MR and HIP

2015 Wan and Freitas extended their previous paper with three further feature selection methods, from which two are implemented in this library (the third one shows high similarity to HNB-s) []. The Hierarchical Information-Preserving (HIP) algorithm eliminates redundancy by selecting the deepest positive or the highest negative feature. So for each instance and each feature f_i, if the value of all f_i equals 1,all ancestors f_a are removed while if it 0 all descendants f_d will be removed. In contrast to their paper of 2013 this algorithm does not include the relevance score. They close this gap with Most Relevant (MR) algorithm, which relies on the previously defined relevance measure. MR selects the most relevant features on each path of the sets with a 1 as value and the sets with a 0. After processing each path only the most relevant terms are left and any redundancy is eliminated.

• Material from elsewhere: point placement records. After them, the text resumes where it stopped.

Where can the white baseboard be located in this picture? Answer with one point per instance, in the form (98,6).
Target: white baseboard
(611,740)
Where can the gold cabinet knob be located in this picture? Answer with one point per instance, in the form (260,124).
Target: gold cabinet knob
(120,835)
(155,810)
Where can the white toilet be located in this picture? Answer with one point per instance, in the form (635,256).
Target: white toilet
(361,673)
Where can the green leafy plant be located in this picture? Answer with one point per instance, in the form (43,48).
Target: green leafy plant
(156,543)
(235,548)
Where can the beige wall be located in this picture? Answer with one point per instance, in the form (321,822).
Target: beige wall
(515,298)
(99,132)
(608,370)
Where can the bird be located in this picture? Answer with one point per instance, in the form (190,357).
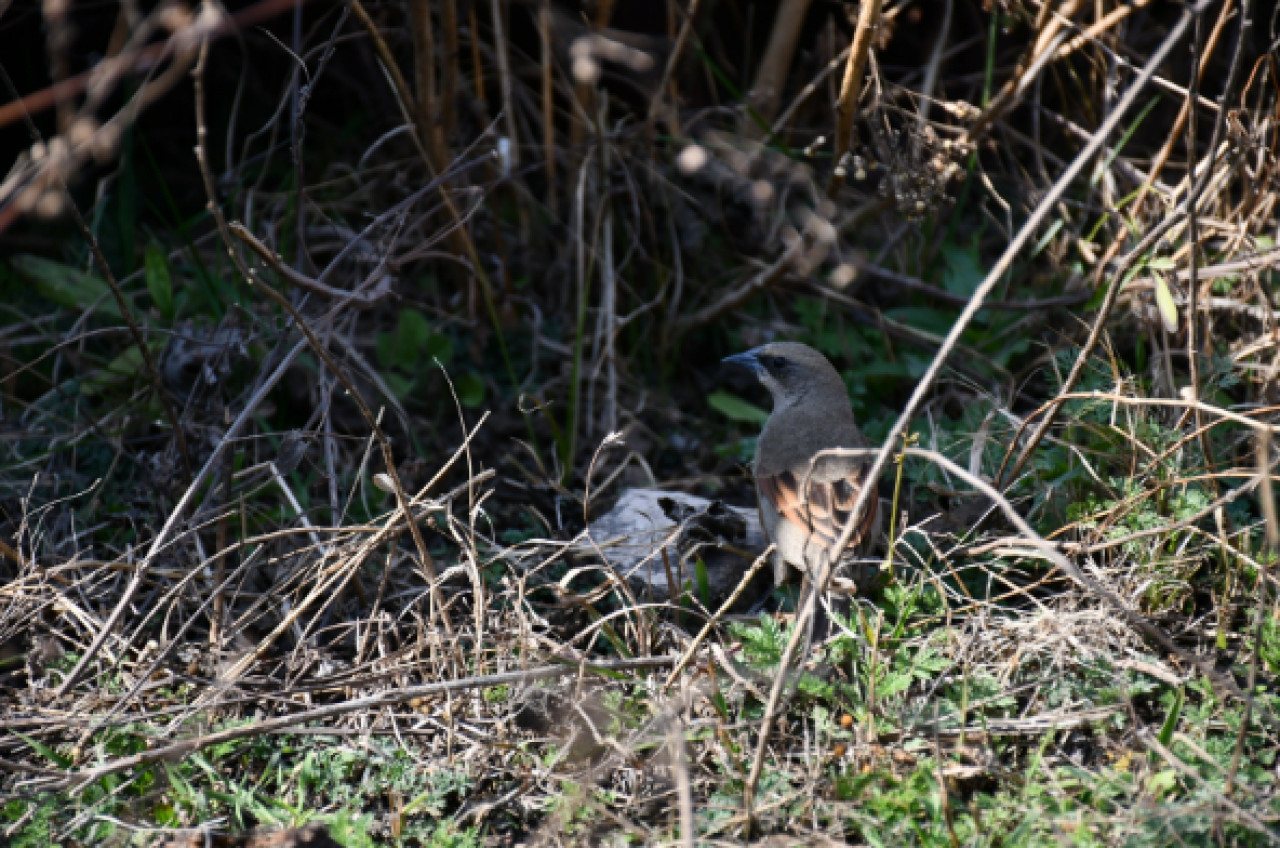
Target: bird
(804,498)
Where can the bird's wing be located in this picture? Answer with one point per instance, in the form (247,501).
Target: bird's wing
(823,507)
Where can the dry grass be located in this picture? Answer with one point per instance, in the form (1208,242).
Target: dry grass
(265,562)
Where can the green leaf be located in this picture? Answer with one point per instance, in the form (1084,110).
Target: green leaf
(159,281)
(736,409)
(470,388)
(704,589)
(1166,305)
(67,286)
(1175,712)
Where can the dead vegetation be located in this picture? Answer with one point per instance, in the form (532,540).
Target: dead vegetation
(301,495)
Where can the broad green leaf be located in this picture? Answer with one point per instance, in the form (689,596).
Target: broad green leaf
(736,409)
(67,286)
(159,281)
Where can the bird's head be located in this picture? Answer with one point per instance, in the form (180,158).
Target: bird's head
(790,370)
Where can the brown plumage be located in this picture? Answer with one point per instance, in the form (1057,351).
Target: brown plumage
(805,501)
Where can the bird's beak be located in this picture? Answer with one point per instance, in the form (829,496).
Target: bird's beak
(748,361)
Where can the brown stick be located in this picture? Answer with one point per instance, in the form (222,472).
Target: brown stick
(772,74)
(868,18)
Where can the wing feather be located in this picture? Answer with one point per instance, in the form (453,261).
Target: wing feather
(823,509)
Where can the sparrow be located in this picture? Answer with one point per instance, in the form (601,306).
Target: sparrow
(805,500)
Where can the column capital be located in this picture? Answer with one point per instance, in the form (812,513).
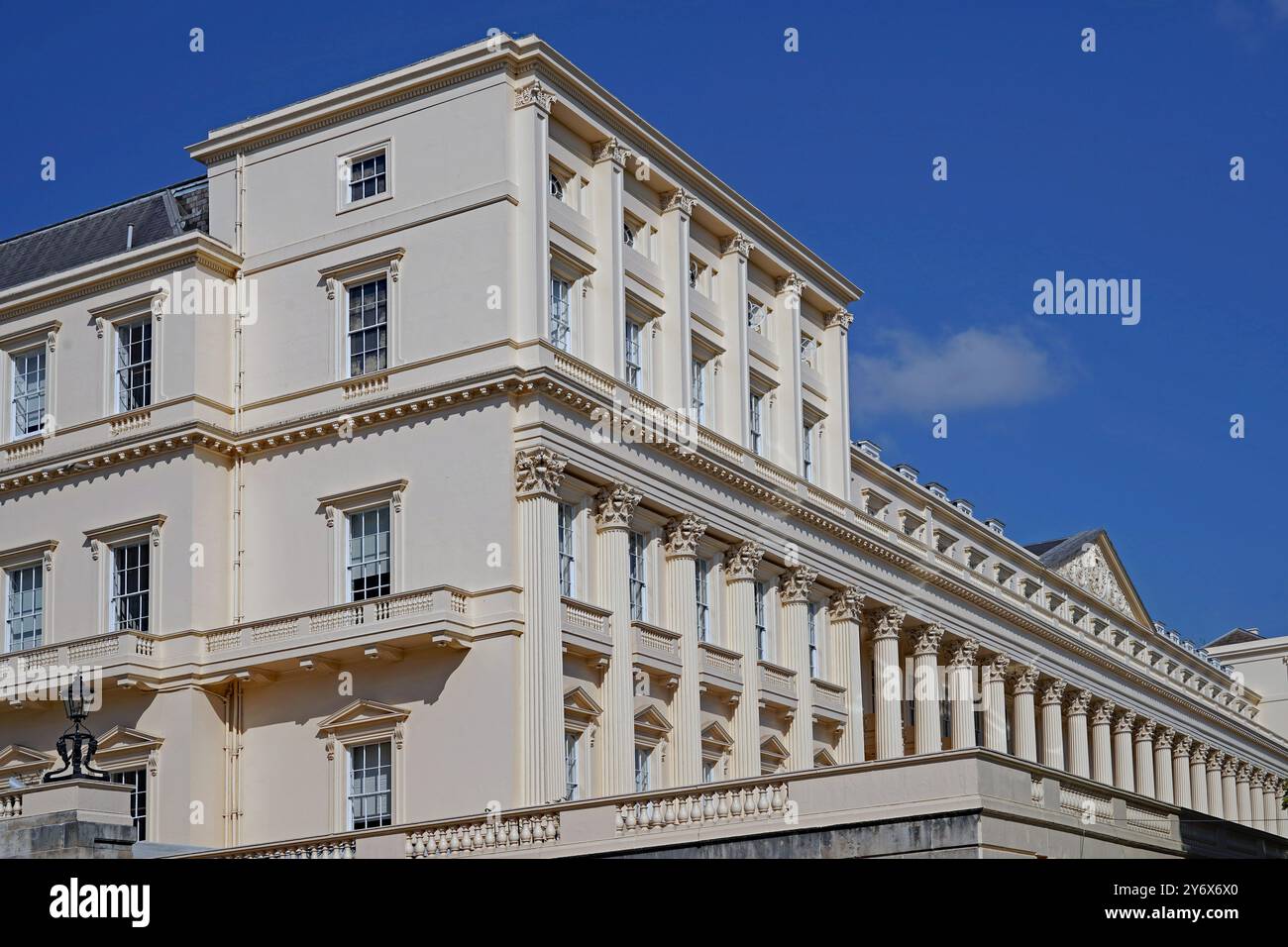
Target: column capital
(679,200)
(535,94)
(889,622)
(1125,720)
(683,535)
(614,505)
(797,582)
(610,150)
(1104,712)
(741,561)
(962,652)
(1025,680)
(1052,692)
(1080,702)
(738,244)
(846,604)
(537,471)
(925,639)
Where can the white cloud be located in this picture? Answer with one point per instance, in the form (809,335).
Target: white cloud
(906,373)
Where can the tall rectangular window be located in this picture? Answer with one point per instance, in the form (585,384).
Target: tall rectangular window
(634,359)
(567,552)
(561,313)
(639,577)
(132,583)
(369,554)
(29,393)
(369,328)
(699,392)
(700,579)
(811,617)
(134,365)
(138,783)
(370,787)
(572,766)
(368,176)
(25,607)
(761,629)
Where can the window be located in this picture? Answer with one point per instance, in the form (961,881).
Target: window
(567,552)
(699,392)
(369,328)
(369,554)
(811,618)
(138,783)
(755,424)
(25,607)
(639,577)
(130,586)
(29,393)
(561,313)
(368,175)
(702,592)
(571,764)
(761,630)
(643,764)
(807,453)
(634,363)
(370,793)
(134,365)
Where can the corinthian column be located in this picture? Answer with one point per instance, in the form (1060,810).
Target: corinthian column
(1231,789)
(1216,783)
(800,732)
(889,697)
(614,505)
(1181,772)
(1124,775)
(1024,684)
(683,535)
(961,692)
(925,685)
(537,475)
(741,564)
(1052,732)
(995,702)
(1076,724)
(1102,748)
(1241,776)
(845,609)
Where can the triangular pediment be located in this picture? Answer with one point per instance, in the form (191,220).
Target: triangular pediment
(364,714)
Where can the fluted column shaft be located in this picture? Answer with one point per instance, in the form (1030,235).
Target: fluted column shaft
(888,699)
(1052,728)
(613,509)
(1102,744)
(739,570)
(961,692)
(1125,776)
(995,702)
(683,535)
(1163,766)
(1076,724)
(540,706)
(1183,795)
(1025,682)
(845,611)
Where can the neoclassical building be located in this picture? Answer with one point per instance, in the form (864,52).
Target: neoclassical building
(460,468)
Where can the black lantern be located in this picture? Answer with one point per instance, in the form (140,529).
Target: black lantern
(76,748)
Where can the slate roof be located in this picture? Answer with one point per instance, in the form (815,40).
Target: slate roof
(101,234)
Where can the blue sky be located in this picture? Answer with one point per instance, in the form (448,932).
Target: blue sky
(1106,165)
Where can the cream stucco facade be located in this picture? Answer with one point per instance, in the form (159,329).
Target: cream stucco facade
(523,474)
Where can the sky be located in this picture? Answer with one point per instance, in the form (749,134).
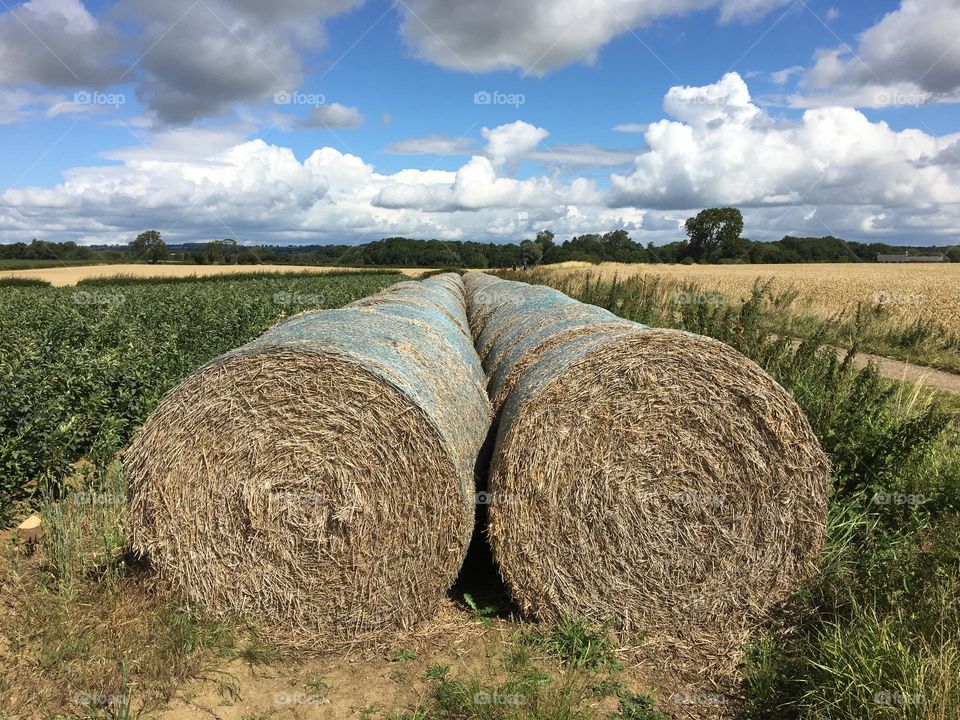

As processing each path is hardly feasible for big hierarchical structures, the implementation traverses the nodes in topological order saving the most relevant nodes (mr’s) seen up to this point f_i. In the case of f_i=1, for each predecessor f_{i+1} and each saved mr, if this has a higher relevance than f_i, the status of f_i is set to removal and the mr is saved to f_i. If there is one mr, which relevance is lower, meaning on this path ending in f_i, f_i has the highest value, f_i itself is saved in the mr’s of its own node. For f_i=0 the process is similar performed in the reverse topological order. More information can be found in the commented code itself. In contrast to the implementation of HIP is self-explaining and rather straight-forward.